A Covax manufacturing task force and the ‘Partnership for African Manufacturing’ (PAVM), have been created to address this supply concern. The PAVM, founded by the African Union, has aimed to build five vaccine production hubs throughout Africa. Moreover, several private companies have announced their intention to produce covid-19 vaccines in Africa. Most notably, Aspen in South Africa (the continent’s largest pharmaceutical company) claims that it will produce 600 million doses by the end of 2022. This comes after a statement from the International Finance Corporation (IFC) that it has raised $711 million to support Aspen Pharmacare: “And thanks to the agreements concluded between Johnson & Johnson and the African Union (AU), the company will be able to prioritise the African market,” says Diop, director-general of the IFC. 

Implementing a comprehensive framework to boost local vaccine manufacturing in Africa is key for securing enough doses to contain future surges. Additionally, this infrastructure is critical to ensure that the continent can respond to future pandemics and health crises, and will help address the current narrative that 99% of all vaccines in Africa are imported.

Additional challenges to vaccine rollout

Yet the supply of vaccines is not the only problem. Whilst a few African countries have been swift with their vaccination programs (specifically Ghana who drew on their 2018 experience of vaccinating 6 million people against yellow fever in just a week), many countries across the continent have struggled to distribute the doses they have received. This is due to shortages of trained professionals, remote populations, and inadequate rollout planning. Additionally, under-developed healthcare infrastructure is holding back some countries from receiving the doses that they need, as Gavi says Covax will not deliver doses to those that cannot store and distribute them. However, the glaring problem is a lack of money. CARE, an international charity delivering emergency relief, has estimated that for every $1 spent on vaccines, another $5 is needed to make sure they are administered. The additional donations into the Covax fund from governments and NGOs are hoped to help overcome this financial hurdle.

Unfortunately, these logistical problems are coupled with vaccine hesitancy. In a five-country survey published on March 9th by Afrobarometer, a pan-African pollster, about 60% of respondents said that they were unlikely to try to get vaccinated. Whilst mistrust of COVID-19 vaccinations is widespread, African epidemiologist Charles Wiysonge of the South African Medical Research Council argues that demand will respond to supply. Wiysonge believes that “hesitancy is partly a function of so few doses”, and that it is hard to run mass vaccination campaigns without masses of vaccines. 

Moving forward

Africa has faced many obstacles to vaccinating its population and providing some relief from the onslaught of the pandemic. The greed of wealthier nations has set the continent back drastically in securing a supply of covid-19 vaccines through the early monopolising of bilateral contracts with manufacturers, continuous hoarding of vaccine stocks, and failure to participate meaningfully in a global sharing fund.
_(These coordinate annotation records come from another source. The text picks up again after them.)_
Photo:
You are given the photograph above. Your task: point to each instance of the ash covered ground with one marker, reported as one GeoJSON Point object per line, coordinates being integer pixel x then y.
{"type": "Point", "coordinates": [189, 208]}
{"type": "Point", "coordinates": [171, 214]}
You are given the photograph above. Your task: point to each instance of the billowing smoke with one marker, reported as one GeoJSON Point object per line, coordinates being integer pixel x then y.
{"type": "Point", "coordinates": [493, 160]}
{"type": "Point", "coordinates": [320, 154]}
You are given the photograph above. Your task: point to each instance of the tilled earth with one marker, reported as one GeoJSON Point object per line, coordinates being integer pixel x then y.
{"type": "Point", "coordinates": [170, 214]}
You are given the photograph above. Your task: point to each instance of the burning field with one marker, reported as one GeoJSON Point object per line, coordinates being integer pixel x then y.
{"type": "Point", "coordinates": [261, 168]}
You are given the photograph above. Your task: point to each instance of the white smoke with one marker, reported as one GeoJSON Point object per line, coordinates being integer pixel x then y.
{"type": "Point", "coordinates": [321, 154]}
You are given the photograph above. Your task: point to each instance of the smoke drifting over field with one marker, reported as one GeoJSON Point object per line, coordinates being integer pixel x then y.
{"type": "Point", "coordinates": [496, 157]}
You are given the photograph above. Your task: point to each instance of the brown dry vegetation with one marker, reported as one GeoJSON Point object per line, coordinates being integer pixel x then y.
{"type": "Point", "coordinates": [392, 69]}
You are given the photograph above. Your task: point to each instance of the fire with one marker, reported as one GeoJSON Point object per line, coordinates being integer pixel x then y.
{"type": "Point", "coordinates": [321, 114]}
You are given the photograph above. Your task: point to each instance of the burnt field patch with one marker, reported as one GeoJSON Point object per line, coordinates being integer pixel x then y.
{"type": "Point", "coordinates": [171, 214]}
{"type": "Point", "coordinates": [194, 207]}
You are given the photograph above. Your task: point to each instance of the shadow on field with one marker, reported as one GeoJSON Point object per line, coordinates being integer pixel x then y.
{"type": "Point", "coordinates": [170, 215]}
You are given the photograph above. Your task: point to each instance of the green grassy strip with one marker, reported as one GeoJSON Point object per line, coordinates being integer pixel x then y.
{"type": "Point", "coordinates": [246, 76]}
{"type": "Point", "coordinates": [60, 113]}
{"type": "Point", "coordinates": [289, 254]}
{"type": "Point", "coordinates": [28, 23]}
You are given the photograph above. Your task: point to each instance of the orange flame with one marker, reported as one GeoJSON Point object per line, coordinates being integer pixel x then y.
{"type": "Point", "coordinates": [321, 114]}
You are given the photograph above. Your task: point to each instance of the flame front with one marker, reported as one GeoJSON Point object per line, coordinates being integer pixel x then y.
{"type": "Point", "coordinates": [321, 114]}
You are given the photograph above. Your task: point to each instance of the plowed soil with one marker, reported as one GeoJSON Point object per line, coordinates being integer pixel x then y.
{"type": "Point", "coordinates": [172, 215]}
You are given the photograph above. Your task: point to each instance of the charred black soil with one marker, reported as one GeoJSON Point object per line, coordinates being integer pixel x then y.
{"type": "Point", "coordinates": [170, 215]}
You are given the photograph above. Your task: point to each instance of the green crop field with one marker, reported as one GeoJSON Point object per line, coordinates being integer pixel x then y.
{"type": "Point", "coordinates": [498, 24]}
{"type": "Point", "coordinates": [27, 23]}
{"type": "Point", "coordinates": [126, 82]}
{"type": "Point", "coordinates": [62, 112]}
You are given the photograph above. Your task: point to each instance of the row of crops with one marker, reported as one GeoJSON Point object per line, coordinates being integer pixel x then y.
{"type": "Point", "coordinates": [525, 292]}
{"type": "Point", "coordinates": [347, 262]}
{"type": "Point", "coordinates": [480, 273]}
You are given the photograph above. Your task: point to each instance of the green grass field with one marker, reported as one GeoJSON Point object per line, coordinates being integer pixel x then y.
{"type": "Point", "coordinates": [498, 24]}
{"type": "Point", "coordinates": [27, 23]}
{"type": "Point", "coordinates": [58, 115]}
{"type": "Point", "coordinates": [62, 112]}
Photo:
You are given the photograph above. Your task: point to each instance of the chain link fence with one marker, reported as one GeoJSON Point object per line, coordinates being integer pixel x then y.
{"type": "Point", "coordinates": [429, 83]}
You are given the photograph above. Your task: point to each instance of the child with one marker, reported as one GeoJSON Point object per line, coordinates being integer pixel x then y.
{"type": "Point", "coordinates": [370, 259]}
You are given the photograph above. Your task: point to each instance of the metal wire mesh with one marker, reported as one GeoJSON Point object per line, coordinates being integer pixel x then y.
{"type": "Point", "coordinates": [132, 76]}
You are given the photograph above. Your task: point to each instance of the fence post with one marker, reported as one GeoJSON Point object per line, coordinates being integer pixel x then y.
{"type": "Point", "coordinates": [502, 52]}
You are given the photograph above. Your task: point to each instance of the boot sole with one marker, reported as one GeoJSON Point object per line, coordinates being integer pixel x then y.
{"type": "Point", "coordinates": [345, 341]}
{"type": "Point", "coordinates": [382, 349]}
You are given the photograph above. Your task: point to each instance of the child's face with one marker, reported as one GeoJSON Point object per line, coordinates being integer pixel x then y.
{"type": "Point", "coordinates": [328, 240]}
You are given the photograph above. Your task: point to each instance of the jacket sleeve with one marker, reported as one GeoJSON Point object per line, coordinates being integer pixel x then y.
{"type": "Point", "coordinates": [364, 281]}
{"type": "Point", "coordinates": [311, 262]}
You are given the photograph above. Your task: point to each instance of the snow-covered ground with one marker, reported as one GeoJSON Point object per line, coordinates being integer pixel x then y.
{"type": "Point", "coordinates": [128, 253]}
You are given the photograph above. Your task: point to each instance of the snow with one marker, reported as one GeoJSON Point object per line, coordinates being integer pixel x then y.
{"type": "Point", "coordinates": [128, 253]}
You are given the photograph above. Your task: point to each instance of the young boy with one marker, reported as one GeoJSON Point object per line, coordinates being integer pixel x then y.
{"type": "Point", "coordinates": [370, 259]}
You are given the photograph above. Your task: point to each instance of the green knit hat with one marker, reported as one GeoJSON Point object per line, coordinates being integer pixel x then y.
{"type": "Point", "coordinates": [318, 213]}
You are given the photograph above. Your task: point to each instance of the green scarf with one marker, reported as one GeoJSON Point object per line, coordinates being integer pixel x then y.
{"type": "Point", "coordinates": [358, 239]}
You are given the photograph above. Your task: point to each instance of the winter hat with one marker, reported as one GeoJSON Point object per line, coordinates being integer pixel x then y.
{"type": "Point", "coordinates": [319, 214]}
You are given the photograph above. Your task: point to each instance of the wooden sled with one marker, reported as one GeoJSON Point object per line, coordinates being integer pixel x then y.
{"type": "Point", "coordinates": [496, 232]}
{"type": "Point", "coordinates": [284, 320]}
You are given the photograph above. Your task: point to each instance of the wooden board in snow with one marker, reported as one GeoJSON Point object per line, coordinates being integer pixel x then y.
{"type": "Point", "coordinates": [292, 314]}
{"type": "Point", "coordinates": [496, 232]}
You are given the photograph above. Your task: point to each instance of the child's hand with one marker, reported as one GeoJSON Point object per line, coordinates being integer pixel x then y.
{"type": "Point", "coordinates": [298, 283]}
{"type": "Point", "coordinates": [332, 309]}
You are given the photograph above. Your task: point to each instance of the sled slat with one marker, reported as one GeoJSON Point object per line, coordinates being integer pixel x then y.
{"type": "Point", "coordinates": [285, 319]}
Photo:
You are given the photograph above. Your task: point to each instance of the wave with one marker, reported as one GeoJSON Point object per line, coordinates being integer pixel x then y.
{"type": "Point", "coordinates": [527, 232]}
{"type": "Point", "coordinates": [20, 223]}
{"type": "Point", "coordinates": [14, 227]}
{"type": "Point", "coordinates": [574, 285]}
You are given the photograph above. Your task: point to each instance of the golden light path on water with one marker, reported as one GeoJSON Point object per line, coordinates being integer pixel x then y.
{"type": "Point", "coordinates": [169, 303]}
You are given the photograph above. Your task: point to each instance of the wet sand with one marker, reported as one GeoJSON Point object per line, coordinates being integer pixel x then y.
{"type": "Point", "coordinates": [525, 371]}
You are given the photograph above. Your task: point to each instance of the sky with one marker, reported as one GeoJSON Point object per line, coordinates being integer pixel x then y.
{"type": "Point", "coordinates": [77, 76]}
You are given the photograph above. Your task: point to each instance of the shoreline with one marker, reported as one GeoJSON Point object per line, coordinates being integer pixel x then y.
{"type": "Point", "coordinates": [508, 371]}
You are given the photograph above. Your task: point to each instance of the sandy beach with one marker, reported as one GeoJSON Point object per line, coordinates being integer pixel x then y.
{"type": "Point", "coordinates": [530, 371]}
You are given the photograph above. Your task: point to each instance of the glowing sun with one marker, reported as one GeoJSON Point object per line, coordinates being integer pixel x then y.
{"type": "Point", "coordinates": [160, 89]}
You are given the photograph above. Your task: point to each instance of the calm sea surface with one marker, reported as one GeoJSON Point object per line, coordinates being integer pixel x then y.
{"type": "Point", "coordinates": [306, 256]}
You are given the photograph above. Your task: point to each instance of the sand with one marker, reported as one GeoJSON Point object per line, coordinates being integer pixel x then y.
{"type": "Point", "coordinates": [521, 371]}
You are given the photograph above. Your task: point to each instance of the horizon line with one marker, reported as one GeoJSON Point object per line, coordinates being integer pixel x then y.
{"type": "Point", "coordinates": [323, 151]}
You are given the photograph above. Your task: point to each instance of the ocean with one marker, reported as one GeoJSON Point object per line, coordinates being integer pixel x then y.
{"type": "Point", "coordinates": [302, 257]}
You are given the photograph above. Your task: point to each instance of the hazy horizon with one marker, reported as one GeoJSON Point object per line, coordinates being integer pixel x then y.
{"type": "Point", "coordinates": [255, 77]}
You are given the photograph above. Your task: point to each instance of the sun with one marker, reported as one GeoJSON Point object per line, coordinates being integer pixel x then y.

Although this vaccine nationalism has prolonged the covid-19 pandemic in Africa, the international community must now come together to ensure that the pandemic can be ended swiftly. The more the virus is allowed to spread, and the longer vaccination rollout takes, the greater chance the virus has to continue to mutate in ways that put the whole world at risk. 

The international community cannot neglect a continent of 1.3 billion people if it is to overcome the pandemic. With two billionaires launching space programs in the coming weeks, it is clear that with the resources available to those most fortunate in the global community, we are capable of funding worldwide vaccine distribution to end the pandemic and the non-discriminating suffering it has brought. The greater question is whether those who have the power to do so will.

The views expressed in this article are the author’s own, and may not reflect the opinions of The St Andrews Economist.